我使用pathlib模块实现了这一点。 以下代码将为给定目录树中的每个子目录计算正确的目录大小。

---

注意：如果您只想计算给定根目录的总大小，而不是使用此代码计算所有单个子目录的总大小，那么您必须摆脱外部循环，即 - for sub in subdir:并替换ls = list(sub.rglob('*.*'))与ls = list(dir_path.rglob('*.*'))并相应地更正缩进。

---

因此，这是在Windows上使用Python 3.7.6生成的示例代码。

import os 
from pathlib import Path

# Set home/root path
dir_path = Path('//?/C:/Downloads/.../.../.../.../...')

# IMP_NOTE: If the path is 265 characters long, which exceeds the classic MAX_PATH - 1 (259) character
# limit for DOS paths. Use an extended (verbatim) path such as "\\\\?\\C:\\" in order 
# to access the full length that's supported by the filesystem -- about 32,760 characters. 
# Alternatively, use Windows 10 with Python 3.6+ and enable long DOS paths in the registry.

# pathlib normalizes Windows paths to use backslash, so we can use
# Path('//?/D:/') without having to worry about escaping backslashes.

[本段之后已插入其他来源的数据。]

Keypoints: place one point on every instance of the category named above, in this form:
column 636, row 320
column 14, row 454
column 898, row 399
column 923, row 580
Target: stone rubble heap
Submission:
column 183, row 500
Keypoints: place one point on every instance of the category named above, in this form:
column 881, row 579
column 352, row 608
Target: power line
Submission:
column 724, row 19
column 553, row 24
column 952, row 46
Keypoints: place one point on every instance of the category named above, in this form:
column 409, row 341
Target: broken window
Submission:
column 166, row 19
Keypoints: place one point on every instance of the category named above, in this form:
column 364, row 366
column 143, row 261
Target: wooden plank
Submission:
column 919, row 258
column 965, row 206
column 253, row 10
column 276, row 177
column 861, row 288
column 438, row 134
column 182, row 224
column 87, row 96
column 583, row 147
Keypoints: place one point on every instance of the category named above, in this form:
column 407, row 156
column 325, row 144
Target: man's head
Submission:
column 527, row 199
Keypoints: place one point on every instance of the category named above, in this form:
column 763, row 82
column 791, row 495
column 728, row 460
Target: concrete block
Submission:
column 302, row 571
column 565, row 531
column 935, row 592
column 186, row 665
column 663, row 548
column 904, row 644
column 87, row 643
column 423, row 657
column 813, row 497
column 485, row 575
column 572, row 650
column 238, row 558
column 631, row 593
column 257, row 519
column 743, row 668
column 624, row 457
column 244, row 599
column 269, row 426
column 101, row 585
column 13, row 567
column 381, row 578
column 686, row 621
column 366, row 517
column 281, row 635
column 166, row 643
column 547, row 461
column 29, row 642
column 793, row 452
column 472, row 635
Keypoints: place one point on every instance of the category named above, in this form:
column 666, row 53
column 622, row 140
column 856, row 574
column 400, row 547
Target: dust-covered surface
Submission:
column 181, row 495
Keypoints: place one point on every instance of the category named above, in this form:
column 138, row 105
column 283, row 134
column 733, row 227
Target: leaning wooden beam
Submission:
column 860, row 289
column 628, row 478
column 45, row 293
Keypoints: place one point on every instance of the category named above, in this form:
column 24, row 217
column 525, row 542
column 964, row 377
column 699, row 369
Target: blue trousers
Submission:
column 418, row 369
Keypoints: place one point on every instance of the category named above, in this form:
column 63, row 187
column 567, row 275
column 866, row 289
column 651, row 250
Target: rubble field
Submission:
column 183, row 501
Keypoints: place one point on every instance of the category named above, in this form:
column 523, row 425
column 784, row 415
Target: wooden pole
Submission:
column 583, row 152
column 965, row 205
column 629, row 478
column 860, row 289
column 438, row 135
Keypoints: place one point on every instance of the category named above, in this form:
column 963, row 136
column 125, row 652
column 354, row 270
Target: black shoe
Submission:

# Generate a complete list of sub-directories
subdir = list(x for x in dir_path.rglob('*') if x.is_dir())

for sub in subdir:
    tot_dir_size = 0
    ls = list(sub.rglob('*.*'))
    # print(sub, '\n')
    # print(len(ls), '\n')
    for k in ls:
        tot_dir_size += os.path.getsize(k)
    # print(format(tot_dir_size, ',d'))
    print("For Sub-directory: " + sub.parts[-1] + "   ===>   " + 
          "Size = " + str(format(tot_dir_size, ',d')) + "\n")

# path.parts ==> Provides a tuple giving access to the path’s various components
# (Ref.: pathlib documentation)

---

输出：

---

For Sub-directory: DIR_1   ===>   Size = 5,600,621,618

For Sub-directory: DIR_2   ===>   Size = 9,113,492,347

For Sub-directory: DIR_3   ===>   Size = 928,986,489

For Sub-directory: DIR_4   ===>   Size = 2,125,250,470